Et si, pour la première fois depuis la création de l’Organisation des Nations unies, une femme était élue à sa tête ? 
Depuis plus de 80 ans (80 ans !) neuf secrétaires généraux se sont succédés. Neuf hommes. Aucun n’a jamais été une femme.

Pourtant, les femmes sont là : diplomates, cheffes de gouvernement, négociatrices, dirigeantes d’organisations internationales, actrices de la paix et de la coopération. Elles ont l’expertise, l’expérience et la légitimité. Alors pourquoi la plus haute fonction de l’ONU leur échappe-t-elle encore ?

Cette fois, l’histoire pourrait enfin changer.

Alors qu’António Guterres achèvera son mandat le 31 décembre 2026, la course à sa succession est lancée. Plusieurs femmes portent des candidatures de premier plan, parmi lesquelles Rebeca Grynspan et Carolyn Rodrigues-Birkett, actuellement en tête des premiers votes exploratoires, mais aussi Michelle Bachelet et María Fernanda Espinosa.

Leur candidature intervient à un moment décisif pour l’ONU. L’organisation traverse une crise profonde : son autorité est contestée, ses médiations sont fragilisées, ses moyens financiers se réduisent et les rapports de force hérités de 1945 pèsent lourdement sur sa capacité d’action. Son ou sa future Secrétaire générale devra donc relever un défi immense : redonner à l’ONU de l’autorité, de la crédibilité et une capacité réelle à agir face aux crises mondiales.
Mais précisément, cette situation rend le choix de la prochaine gouvernance encore plus déterminant.

Le monde n’a pas besoin d’un simple changement de titulaire. Il a besoin d’un nouveau souffle, d’une nouvelle impulsion et d’une gouvernance capable de porter une vision.

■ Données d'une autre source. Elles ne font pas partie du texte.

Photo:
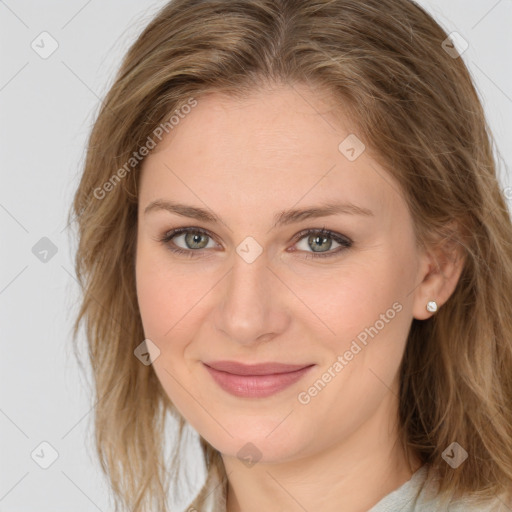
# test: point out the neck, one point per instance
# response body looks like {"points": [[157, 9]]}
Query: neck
{"points": [[353, 475]]}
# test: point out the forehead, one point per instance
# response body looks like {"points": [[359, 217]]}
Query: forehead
{"points": [[269, 148]]}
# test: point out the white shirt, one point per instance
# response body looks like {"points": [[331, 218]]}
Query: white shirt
{"points": [[414, 495]]}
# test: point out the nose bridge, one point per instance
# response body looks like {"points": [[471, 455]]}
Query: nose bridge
{"points": [[249, 309]]}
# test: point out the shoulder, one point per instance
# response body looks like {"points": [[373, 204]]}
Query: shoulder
{"points": [[419, 494]]}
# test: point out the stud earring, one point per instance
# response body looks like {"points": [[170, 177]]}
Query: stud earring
{"points": [[432, 306]]}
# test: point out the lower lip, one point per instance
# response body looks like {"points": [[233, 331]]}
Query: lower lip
{"points": [[256, 386]]}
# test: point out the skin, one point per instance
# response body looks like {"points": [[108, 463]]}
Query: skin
{"points": [[246, 161]]}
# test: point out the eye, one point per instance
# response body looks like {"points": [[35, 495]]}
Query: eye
{"points": [[193, 239], [320, 241], [317, 242]]}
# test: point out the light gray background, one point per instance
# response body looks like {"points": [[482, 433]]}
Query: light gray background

Pour le SFCD, voir enfin une femme accéder au poste de Secrétaire générale de l’ONU serait bien davantage qu’un symbole. Ce serait une avancée politique majeure. Ce serait faire exploser un plafond de verre qui, depuis huit décennies, semble encore résister jusque dans l’institution censée incarner l’égalité entre les peuples.

80 ans sans une seule femme à la tête de l’ONU : ce n’est plus une absence, c’est une anomalie historique.

Pas parce qu’elle est une femme, mais parce que les femmes doivent enfin pouvoir accéder, à égalité, aux responsabilités les plus élevées. Et parce que, face aux défis du monde actuel, l’ONU a besoin de toutes les compétences, de toutes les voix et de toutes les forces.